数据集:
lmqg/qg_squad
这是《 "Generative Language Models for Paragraph-Level Question Generation: A Unified Benchmark and Evaluation, EMNLP 2022 main conference" 》提出的统一问题生成基准数据集《 QG-Bench 》的子集。这是针对问题生成(QG)任务的《 SQuAD 》数据集。训练/开发/测试集的划分遵循《 "Neural Question Generation" 》的工作并与《 leader board 》兼容。
英语(en)
'train'的示例如下。
《{ "question": "What is heresy mainly at odds with?", "paragraph": "Heresy is any provocative belief or theory that is strongly at variance with established beliefs or customs. A heretic is a proponent of such claims or beliefs.

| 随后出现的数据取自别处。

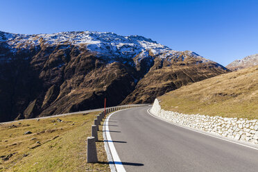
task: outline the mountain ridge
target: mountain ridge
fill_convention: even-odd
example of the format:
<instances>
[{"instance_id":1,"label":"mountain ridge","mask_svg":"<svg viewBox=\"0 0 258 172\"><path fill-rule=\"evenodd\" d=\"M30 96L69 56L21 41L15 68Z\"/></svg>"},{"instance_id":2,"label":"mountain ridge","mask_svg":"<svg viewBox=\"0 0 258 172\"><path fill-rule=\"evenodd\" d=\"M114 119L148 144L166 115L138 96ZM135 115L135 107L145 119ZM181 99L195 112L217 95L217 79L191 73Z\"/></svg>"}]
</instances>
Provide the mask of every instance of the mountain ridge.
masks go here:
<instances>
[{"instance_id":1,"label":"mountain ridge","mask_svg":"<svg viewBox=\"0 0 258 172\"><path fill-rule=\"evenodd\" d=\"M0 33L2 121L98 108L105 97L108 106L152 103L155 96L229 71L194 52L141 36L10 34ZM144 80L161 85L153 91Z\"/></svg>"}]
</instances>

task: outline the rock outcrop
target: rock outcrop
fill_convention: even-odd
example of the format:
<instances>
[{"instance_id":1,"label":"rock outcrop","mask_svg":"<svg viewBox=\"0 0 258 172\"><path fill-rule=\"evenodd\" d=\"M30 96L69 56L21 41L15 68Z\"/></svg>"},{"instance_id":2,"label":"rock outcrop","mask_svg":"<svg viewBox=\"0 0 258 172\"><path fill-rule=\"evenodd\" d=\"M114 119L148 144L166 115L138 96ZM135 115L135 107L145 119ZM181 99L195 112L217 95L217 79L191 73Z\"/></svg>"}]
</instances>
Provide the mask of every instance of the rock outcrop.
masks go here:
<instances>
[{"instance_id":1,"label":"rock outcrop","mask_svg":"<svg viewBox=\"0 0 258 172\"><path fill-rule=\"evenodd\" d=\"M258 53L248 55L241 60L234 60L226 67L232 71L237 71L256 65L258 65Z\"/></svg>"}]
</instances>

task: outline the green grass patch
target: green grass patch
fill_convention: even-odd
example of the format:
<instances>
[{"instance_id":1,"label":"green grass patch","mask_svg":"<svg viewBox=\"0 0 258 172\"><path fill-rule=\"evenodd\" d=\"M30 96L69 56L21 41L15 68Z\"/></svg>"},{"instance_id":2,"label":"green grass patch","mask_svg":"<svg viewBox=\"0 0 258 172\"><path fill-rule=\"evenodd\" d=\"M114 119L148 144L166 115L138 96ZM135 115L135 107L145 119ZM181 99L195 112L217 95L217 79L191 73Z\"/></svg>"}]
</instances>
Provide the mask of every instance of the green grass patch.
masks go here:
<instances>
[{"instance_id":1,"label":"green grass patch","mask_svg":"<svg viewBox=\"0 0 258 172\"><path fill-rule=\"evenodd\" d=\"M86 162L87 137L98 113L1 125L0 171L110 171L102 141L96 142L101 163Z\"/></svg>"}]
</instances>

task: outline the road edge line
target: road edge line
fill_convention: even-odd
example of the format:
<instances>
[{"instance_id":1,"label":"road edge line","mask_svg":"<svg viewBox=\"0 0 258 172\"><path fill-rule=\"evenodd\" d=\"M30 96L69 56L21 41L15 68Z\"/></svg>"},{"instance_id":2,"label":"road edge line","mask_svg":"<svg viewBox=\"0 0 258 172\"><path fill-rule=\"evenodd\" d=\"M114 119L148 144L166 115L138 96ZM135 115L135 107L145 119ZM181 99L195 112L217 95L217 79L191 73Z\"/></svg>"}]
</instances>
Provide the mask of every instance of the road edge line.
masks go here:
<instances>
[{"instance_id":1,"label":"road edge line","mask_svg":"<svg viewBox=\"0 0 258 172\"><path fill-rule=\"evenodd\" d=\"M209 132L206 132L206 131L199 130L198 130L198 129L196 129L196 128L189 128L189 127L184 126L180 125L180 124L178 124L178 123L169 122L169 121L166 121L166 120L165 120L165 119L162 119L162 118L160 118L160 117L156 117L156 116L155 116L154 114L151 114L151 113L149 112L150 109L150 108L148 108L148 109L147 110L147 112L148 112L148 113L150 116L152 116L152 117L155 117L155 118L156 118L156 119L160 119L160 120L161 120L161 121L164 121L164 122L167 122L167 123L171 123L171 124L172 124L172 125L175 125L175 126L179 126L179 127L182 127L182 128L185 128L185 129L188 129L188 130L192 130L192 131L194 131L194 132L199 132L199 133L201 133L201 134L203 134L203 135L207 135L207 136L210 136L210 137L214 137L214 138L217 138L217 139L222 139L222 140L227 141L229 141L229 142L231 142L231 143L233 143L233 144L238 144L238 145L243 146L245 146L245 147L248 147L248 148L252 148L252 149L255 149L255 150L258 150L258 148L252 147L252 146L246 145L246 144L241 144L241 143L237 142L236 140L230 140L230 139L229 139L228 138L227 138L227 139L226 139L226 138L222 138L222 137L221 137L221 136L216 135L213 135L212 133L209 133ZM223 136L221 136L221 137L223 137ZM245 143L245 144L246 144L246 143Z\"/></svg>"},{"instance_id":2,"label":"road edge line","mask_svg":"<svg viewBox=\"0 0 258 172\"><path fill-rule=\"evenodd\" d=\"M106 150L106 153L108 155L108 160L110 162L110 170L112 172L117 171L117 172L123 172L126 171L126 169L124 169L123 164L117 164L115 162L121 162L119 156L117 154L116 148L114 147L114 143L112 141L112 138L110 133L109 132L106 132L107 130L109 130L109 127L108 127L108 121L112 115L115 114L117 112L121 111L121 110L118 110L114 112L112 112L110 114L108 118L105 119L105 122L104 122L104 127L103 128L103 139L104 139L104 144L105 144L105 150ZM108 151L107 151L108 150ZM113 162L113 163L110 163Z\"/></svg>"}]
</instances>

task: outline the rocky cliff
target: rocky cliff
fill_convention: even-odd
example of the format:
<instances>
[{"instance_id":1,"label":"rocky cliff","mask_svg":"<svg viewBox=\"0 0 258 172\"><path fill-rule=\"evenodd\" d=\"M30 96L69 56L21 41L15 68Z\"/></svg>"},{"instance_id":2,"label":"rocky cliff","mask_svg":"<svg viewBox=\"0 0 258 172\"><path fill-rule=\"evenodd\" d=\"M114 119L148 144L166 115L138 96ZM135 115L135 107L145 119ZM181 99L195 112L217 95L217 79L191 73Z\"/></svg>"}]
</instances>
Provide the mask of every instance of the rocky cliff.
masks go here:
<instances>
[{"instance_id":1,"label":"rocky cliff","mask_svg":"<svg viewBox=\"0 0 258 172\"><path fill-rule=\"evenodd\" d=\"M258 65L258 53L248 55L241 60L234 60L227 64L226 67L230 70L237 71L255 65Z\"/></svg>"}]
</instances>

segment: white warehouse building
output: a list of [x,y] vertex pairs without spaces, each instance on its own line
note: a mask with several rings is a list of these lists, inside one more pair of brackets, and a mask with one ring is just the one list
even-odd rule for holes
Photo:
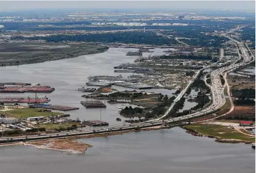
[[16,123],[19,120],[16,118],[0,118],[0,123],[4,124]]

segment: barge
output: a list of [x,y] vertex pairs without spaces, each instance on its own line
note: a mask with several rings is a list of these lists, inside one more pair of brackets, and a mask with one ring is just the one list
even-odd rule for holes
[[100,83],[100,82],[91,82],[85,83],[87,86],[111,86],[111,84],[109,83]]
[[88,121],[83,121],[82,122],[82,124],[87,125],[89,126],[108,126],[108,123],[102,121],[100,120],[88,120]]
[[119,72],[119,73],[133,73],[134,72],[134,70],[114,70],[114,72]]
[[32,105],[29,105],[29,107],[30,107],[30,108],[43,108],[43,109],[47,109],[63,110],[63,111],[72,110],[76,110],[76,109],[79,109],[78,107],[70,107],[70,106],[59,106],[59,105],[52,105],[52,104],[32,104]]
[[126,56],[140,56],[142,55],[142,53],[140,52],[128,52],[126,53]]
[[90,107],[106,107],[106,104],[102,101],[81,101],[80,103],[86,108]]
[[19,97],[7,97],[0,98],[0,103],[48,103],[50,100],[47,97],[44,98],[19,98]]
[[88,87],[88,88],[85,88],[85,87],[82,87],[81,88],[78,89],[79,91],[82,91],[82,92],[94,92],[94,91],[96,90],[96,88],[95,87]]
[[44,92],[49,93],[55,90],[55,88],[52,88],[50,86],[7,86],[2,87],[0,89],[0,92],[9,92],[9,93],[23,93],[23,92]]
[[0,85],[13,85],[13,86],[30,86],[30,83],[0,83]]

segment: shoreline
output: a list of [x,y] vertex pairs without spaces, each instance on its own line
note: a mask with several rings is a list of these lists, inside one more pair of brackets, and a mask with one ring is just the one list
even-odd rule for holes
[[[123,135],[126,133],[136,132],[139,131],[154,131],[154,130],[159,130],[162,129],[169,129],[171,128],[173,126],[170,127],[147,127],[145,129],[141,129],[140,130],[128,130],[124,131],[121,132],[106,132],[103,134],[90,134],[85,135],[78,135],[78,136],[72,136],[67,137],[63,137],[56,139],[46,139],[46,140],[38,140],[34,141],[30,141],[27,142],[15,142],[15,143],[3,143],[0,144],[0,147],[1,146],[15,146],[15,145],[24,145],[35,147],[38,149],[49,149],[57,151],[60,151],[65,152],[67,154],[83,154],[85,153],[85,151],[89,148],[92,147],[92,145],[80,142],[77,141],[78,139],[85,139],[90,138],[98,138],[98,137],[107,137],[108,136],[112,135]],[[59,142],[59,143],[58,143]],[[67,143],[69,146],[67,148]],[[56,143],[56,144],[55,144]],[[80,146],[79,146],[80,145]],[[77,149],[75,149],[75,148]]]
[[[0,67],[9,67],[9,66],[21,66],[21,65],[25,65],[25,64],[38,64],[38,63],[45,63],[45,62],[49,62],[49,61],[57,61],[57,60],[60,60],[60,59],[71,59],[71,58],[77,58],[78,56],[83,56],[83,55],[94,55],[94,54],[97,54],[97,53],[104,53],[106,51],[108,51],[108,50],[109,49],[109,48],[108,47],[106,47],[105,49],[102,49],[100,50],[98,50],[99,52],[92,52],[92,53],[86,53],[84,52],[78,52],[76,54],[75,53],[72,53],[72,55],[69,55],[67,57],[65,57],[65,56],[63,56],[63,57],[59,57],[59,58],[56,58],[56,59],[46,59],[46,61],[44,61],[43,58],[40,59],[40,60],[37,61],[36,62],[34,62],[33,61],[35,60],[33,60],[33,61],[26,61],[26,62],[19,62],[19,64],[13,64],[11,63],[11,62],[5,62],[5,63],[2,63],[1,64],[4,64],[4,66],[0,64]],[[10,64],[11,63],[11,64]]]
[[[167,126],[167,127],[155,126],[155,127],[140,129],[139,130],[133,129],[133,130],[123,131],[120,131],[120,132],[105,132],[103,134],[90,134],[90,135],[77,135],[77,136],[72,136],[72,137],[62,137],[62,138],[55,138],[55,139],[38,140],[35,140],[35,141],[27,141],[27,142],[9,143],[0,144],[0,147],[7,146],[24,145],[24,146],[35,147],[38,149],[49,149],[49,150],[62,152],[66,153],[67,154],[83,154],[85,153],[85,152],[87,151],[88,148],[92,148],[93,147],[93,146],[89,144],[80,142],[77,140],[86,139],[86,138],[99,138],[99,137],[106,138],[109,136],[120,135],[123,135],[127,133],[139,132],[140,131],[156,131],[156,130],[160,130],[160,129],[170,129],[175,126]],[[200,133],[196,132],[195,130],[185,127],[185,126],[179,126],[178,127],[185,130],[186,133],[191,134],[192,135],[194,135],[196,137],[203,137],[215,138],[215,142],[226,143],[244,143],[244,144],[251,144],[252,143],[252,141],[243,141],[243,140],[233,140],[233,139],[224,139],[224,138],[220,138],[215,136],[201,134]],[[54,143],[55,142],[60,142],[60,145],[58,146],[58,144],[55,145]],[[71,146],[70,146],[70,148],[67,148],[66,145],[63,145],[63,144],[64,144],[65,142],[68,142],[69,144],[71,144]],[[49,145],[49,143],[51,143],[51,144]],[[75,149],[75,147],[77,148],[77,146],[79,146],[79,145],[80,145],[80,148],[79,148],[78,146],[78,148],[77,148],[77,149]],[[75,148],[75,149],[74,148]]]

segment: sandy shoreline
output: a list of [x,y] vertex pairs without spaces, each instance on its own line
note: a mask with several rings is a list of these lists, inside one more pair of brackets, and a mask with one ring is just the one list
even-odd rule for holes
[[134,132],[140,131],[153,131],[165,128],[168,127],[156,126],[142,129],[139,131],[129,130],[121,132],[106,132],[103,134],[67,137],[64,138],[60,138],[55,139],[35,140],[27,142],[9,143],[5,144],[0,144],[0,146],[24,145],[35,147],[37,149],[57,151],[70,154],[84,154],[88,148],[92,147],[92,146],[89,144],[79,142],[77,141],[78,139],[107,137],[111,135],[122,135],[126,133]]

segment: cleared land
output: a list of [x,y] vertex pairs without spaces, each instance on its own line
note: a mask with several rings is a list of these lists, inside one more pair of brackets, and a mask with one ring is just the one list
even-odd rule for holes
[[228,75],[227,81],[234,89],[255,88],[255,79]]
[[36,127],[44,127],[47,131],[52,129],[66,129],[71,127],[72,125],[77,125],[77,127],[81,126],[81,124],[76,122],[63,123],[46,123],[36,125]]
[[227,115],[220,117],[220,119],[255,121],[255,107],[254,106],[235,106],[232,112]]
[[1,43],[0,66],[33,64],[104,52],[108,47],[64,43]]
[[201,134],[213,136],[220,139],[236,140],[244,141],[255,141],[255,138],[237,132],[228,127],[217,124],[194,124],[185,126],[189,129],[192,129]]
[[50,115],[63,115],[63,114],[60,112],[54,112],[49,111],[44,112],[44,110],[45,109],[38,108],[20,108],[7,111],[6,114],[9,117],[15,117],[17,118],[26,118],[28,117],[47,117]]

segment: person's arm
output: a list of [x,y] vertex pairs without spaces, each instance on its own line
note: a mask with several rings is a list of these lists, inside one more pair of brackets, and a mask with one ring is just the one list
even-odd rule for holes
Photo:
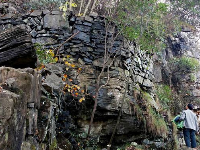
[[199,123],[198,123],[197,116],[195,116],[195,124],[196,124],[196,133],[199,134]]
[[186,117],[185,112],[182,112],[181,115],[180,115],[180,119],[179,120],[183,121],[185,119],[185,117]]

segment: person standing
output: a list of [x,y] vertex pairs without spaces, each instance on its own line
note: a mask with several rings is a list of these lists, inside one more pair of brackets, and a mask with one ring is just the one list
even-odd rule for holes
[[180,116],[180,120],[184,121],[183,135],[185,144],[187,147],[196,150],[197,144],[195,134],[198,134],[199,131],[197,116],[192,111],[194,108],[192,104],[187,104],[185,108],[186,110],[184,110]]

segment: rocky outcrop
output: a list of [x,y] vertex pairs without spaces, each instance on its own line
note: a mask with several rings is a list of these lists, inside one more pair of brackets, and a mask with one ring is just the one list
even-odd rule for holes
[[11,28],[0,33],[0,66],[36,67],[36,52],[25,29]]
[[[44,44],[46,49],[55,49],[61,57],[68,55],[75,65],[74,68],[70,68],[61,60],[61,64],[46,65],[40,70],[43,77],[38,130],[37,135],[34,135],[34,130],[29,130],[29,137],[34,140],[23,142],[25,150],[34,142],[36,147],[43,146],[44,149],[54,147],[55,141],[62,149],[77,149],[82,143],[88,142],[86,135],[94,103],[96,79],[103,66],[105,41],[110,46],[109,53],[113,55],[108,61],[111,63],[109,71],[106,67],[100,84],[107,82],[108,73],[109,82],[99,91],[97,112],[91,131],[94,139],[89,141],[88,146],[106,147],[121,107],[123,114],[117,127],[113,148],[132,141],[147,143],[146,145],[153,145],[159,141],[160,145],[165,146],[163,138],[156,139],[162,134],[157,135],[155,141],[148,140],[152,137],[152,131],[148,130],[151,126],[148,125],[153,124],[153,116],[147,116],[147,106],[151,106],[155,114],[159,113],[159,105],[154,100],[153,93],[151,56],[123,37],[113,38],[117,29],[113,25],[106,30],[105,18],[95,15],[85,18],[69,15],[63,20],[60,11],[34,10],[15,20],[5,15],[0,25],[2,30],[23,25],[30,32],[33,43]],[[76,36],[68,40],[74,34]],[[78,68],[81,68],[81,71],[77,70]],[[66,81],[62,80],[63,75],[67,75]],[[64,89],[67,84],[83,89],[85,101],[80,103],[75,93]],[[126,86],[128,92],[123,99]],[[145,94],[148,98],[144,97]],[[29,107],[35,110],[35,104],[30,103]],[[43,145],[37,145],[39,142]]]
[[40,76],[33,69],[1,67],[0,87],[0,149],[20,150],[25,137],[36,134]]

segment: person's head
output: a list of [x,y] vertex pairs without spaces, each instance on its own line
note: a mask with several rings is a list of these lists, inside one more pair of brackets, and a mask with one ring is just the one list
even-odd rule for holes
[[187,106],[186,106],[186,109],[189,109],[189,110],[193,110],[193,108],[194,108],[194,107],[193,107],[193,105],[192,105],[192,104],[190,104],[190,103],[189,103],[189,104],[187,104]]

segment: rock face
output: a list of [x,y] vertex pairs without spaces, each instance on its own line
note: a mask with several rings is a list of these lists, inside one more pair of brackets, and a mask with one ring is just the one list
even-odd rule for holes
[[[117,37],[113,41],[113,35],[117,29],[115,26],[111,26],[106,31],[103,17],[87,16],[82,18],[71,15],[64,21],[61,16],[62,12],[59,11],[34,10],[14,21],[9,16],[5,16],[0,21],[0,25],[5,28],[25,26],[31,34],[32,42],[45,44],[46,49],[58,48],[61,43],[64,43],[58,52],[62,56],[70,55],[75,68],[82,69],[82,71],[78,71],[75,68],[69,68],[62,62],[62,64],[46,65],[46,68],[41,70],[43,75],[41,103],[30,102],[28,105],[31,110],[30,116],[39,112],[37,121],[30,119],[30,124],[37,122],[38,130],[35,130],[35,127],[31,128],[32,125],[30,125],[27,134],[31,138],[34,137],[34,140],[29,139],[24,142],[20,140],[19,143],[22,143],[23,150],[30,149],[32,144],[35,144],[38,149],[50,149],[55,139],[62,149],[78,149],[78,146],[81,146],[77,144],[76,138],[84,141],[87,134],[94,103],[96,79],[103,67],[105,40],[108,45],[113,45],[107,49],[110,54],[113,54],[107,62],[110,63],[110,79],[98,95],[97,111],[91,131],[96,143],[91,142],[89,145],[106,147],[121,107],[123,114],[113,141],[114,148],[117,149],[117,146],[127,142],[140,141],[142,143],[145,139],[147,141],[148,138],[151,138],[150,132],[146,131],[149,126],[141,119],[145,118],[147,105],[143,104],[147,99],[141,96],[141,91],[150,97],[148,106],[153,107],[155,111],[159,109],[152,98],[154,97],[154,75],[151,56],[140,51],[134,43],[125,41],[122,37]],[[75,37],[65,42],[77,32]],[[113,61],[113,59],[115,60]],[[62,80],[64,74],[68,75],[66,81]],[[103,71],[100,85],[107,82],[107,75],[108,67]],[[128,76],[129,81],[127,80]],[[86,100],[80,103],[79,98],[72,95],[74,93],[64,89],[67,84],[84,89]],[[123,99],[126,86],[128,86],[128,92]],[[28,89],[30,88],[26,90]],[[34,88],[32,89],[34,90]],[[18,94],[12,95],[11,98],[18,98]],[[40,109],[35,109],[39,106]],[[24,108],[26,107],[24,106]],[[170,142],[170,139],[168,141]]]
[[184,27],[179,34],[169,37],[168,47],[162,54],[162,63],[157,65],[158,69],[157,71],[155,70],[155,74],[157,74],[157,76],[159,75],[157,77],[157,82],[167,81],[168,84],[171,82],[171,85],[177,89],[178,94],[181,96],[182,100],[180,103],[182,104],[188,102],[197,105],[200,104],[200,71],[198,67],[195,70],[186,67],[185,71],[181,69],[177,70],[177,68],[172,69],[170,61],[174,58],[181,59],[182,57],[186,57],[200,62],[199,33],[199,26],[190,28]]
[[0,149],[20,150],[25,135],[35,134],[40,106],[39,81],[32,69],[0,68]]
[[25,29],[11,28],[0,33],[0,66],[36,67],[36,52]]

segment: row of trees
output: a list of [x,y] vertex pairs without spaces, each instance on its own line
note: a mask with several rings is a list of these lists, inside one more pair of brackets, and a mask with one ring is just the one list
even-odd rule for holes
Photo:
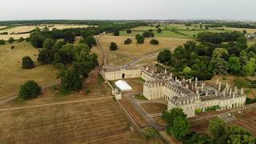
[[238,126],[227,126],[217,118],[210,122],[210,135],[199,134],[191,131],[191,124],[181,108],[163,111],[162,118],[167,122],[166,133],[185,144],[194,143],[250,143],[255,138],[246,129]]
[[198,77],[201,80],[210,79],[213,74],[218,74],[254,75],[256,46],[248,48],[246,40],[235,39],[235,42],[221,44],[209,42],[197,44],[189,41],[178,46],[174,53],[169,50],[160,52],[158,61],[170,66],[174,73],[182,72],[186,77]]

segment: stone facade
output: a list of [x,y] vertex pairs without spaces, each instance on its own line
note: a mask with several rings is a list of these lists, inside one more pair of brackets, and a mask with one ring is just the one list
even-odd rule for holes
[[142,75],[142,70],[136,66],[107,67],[102,69],[101,72],[109,81],[139,78]]
[[[156,73],[155,68],[148,66],[103,68],[102,73],[110,81],[141,77],[146,81],[143,95],[146,98],[164,98],[167,101],[168,110],[181,107],[188,117],[194,116],[196,110],[205,111],[212,106],[221,110],[242,106],[246,98],[242,89],[232,90],[230,85],[222,86],[218,81],[207,84],[198,81],[197,78],[193,82],[192,79],[179,80],[166,70]],[[122,95],[118,94],[117,98],[122,98]]]

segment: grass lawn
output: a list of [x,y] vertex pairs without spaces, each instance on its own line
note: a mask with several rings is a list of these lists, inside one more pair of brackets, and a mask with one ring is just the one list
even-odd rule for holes
[[[14,50],[10,46],[14,46]],[[14,42],[0,46],[0,99],[13,96],[19,86],[33,79],[40,86],[56,82],[58,70],[50,65],[40,66],[37,62],[38,50],[28,42]],[[32,70],[22,69],[22,59],[30,56],[35,63]]]
[[[228,31],[241,31],[242,32],[244,30],[247,31],[247,33],[256,33],[256,29],[246,29],[246,28],[235,28],[235,27],[222,27],[224,30]],[[221,29],[222,29],[221,28]]]
[[[123,44],[124,40],[131,38],[133,42],[130,45]],[[110,53],[123,54],[129,57],[138,56],[144,54],[148,54],[154,51],[158,51],[166,48],[175,49],[180,45],[183,45],[186,41],[191,40],[188,38],[154,38],[159,42],[159,45],[154,46],[150,44],[152,38],[146,38],[144,44],[137,44],[136,40],[133,37],[115,37],[115,36],[104,36],[101,37],[99,42],[103,49]],[[110,51],[109,47],[111,42],[115,42],[118,49],[115,51]]]
[[196,37],[198,34],[201,32],[212,32],[212,33],[224,33],[226,32],[225,30],[178,30],[178,32],[182,33],[183,34],[187,35],[190,38],[194,38],[194,35]]
[[11,30],[11,29],[14,29],[14,28],[17,28],[19,26],[10,26],[10,27],[7,27],[8,26],[0,26],[0,28],[2,30],[0,30],[0,32],[2,32],[2,30]]

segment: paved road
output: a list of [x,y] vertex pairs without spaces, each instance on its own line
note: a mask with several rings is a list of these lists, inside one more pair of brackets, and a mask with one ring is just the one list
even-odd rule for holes
[[107,66],[107,54],[106,52],[104,50],[104,49],[102,48],[102,45],[100,44],[98,39],[102,37],[102,35],[97,35],[94,36],[94,38],[96,40],[96,43],[97,43],[97,48],[102,53],[102,64],[103,66]]
[[46,104],[34,105],[34,106],[12,107],[12,108],[6,108],[6,109],[0,109],[0,111],[10,111],[10,110],[23,110],[23,109],[30,109],[30,108],[50,106],[64,105],[64,104],[77,103],[77,102],[87,102],[87,101],[93,101],[93,100],[107,99],[107,98],[113,98],[113,97],[111,97],[111,96],[102,97],[102,98],[86,98],[86,99],[82,99],[82,100],[77,100],[77,101],[69,101],[69,102],[46,103]]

Heresy is distinct from both apostasy, which is the explicit renunciation of one's religion, principles or cause, and blasphemy, which is an impious utterance or action concerning God or sacred things.", "answer": "established beliefs or customs", "sentence": "Heresy is any provocative belief or theory that is strongly at variance with established beliefs or customs .", "paragraph_sentence": "<hl> Heresy is any provocative belief or theory that is strongly at variance with established beliefs or customs . <hl> A heretic is a proponent of such claims or beliefs. Heresy is distinct from both apostasy, which is the explicit renunciation of one's religion, principles or cause, and blasphemy, which is an impious utterance or action concerning God or sacred things.", "paragraph_answer": "Heresy is any provocative belief or theory that is strongly at variance with <hl> established beliefs or customs <hl>. A heretic is a proponent of such claims or beliefs. Heresy is distinct from both apostasy, which is the explicit renunciation of one's religion, principles or cause, and blasphemy, which is an impious utterance or action concerning God or sacred things.", "sentence_answer": "Heresy is any provocative belief or theory that is strongly at variance with <hl> established beliefs or customs <hl> ." }》
所有拆分的数据字段是相同的。
假设每个paragraph_answer、paragraph_sentence和sentence_answer特征用于训练问题生成模型,但包含了不同的信息。paragraph_answer和sentence_answer特征用于答案感知型问题生成,而paragraph_sentence特征用于句子感知型问题生成。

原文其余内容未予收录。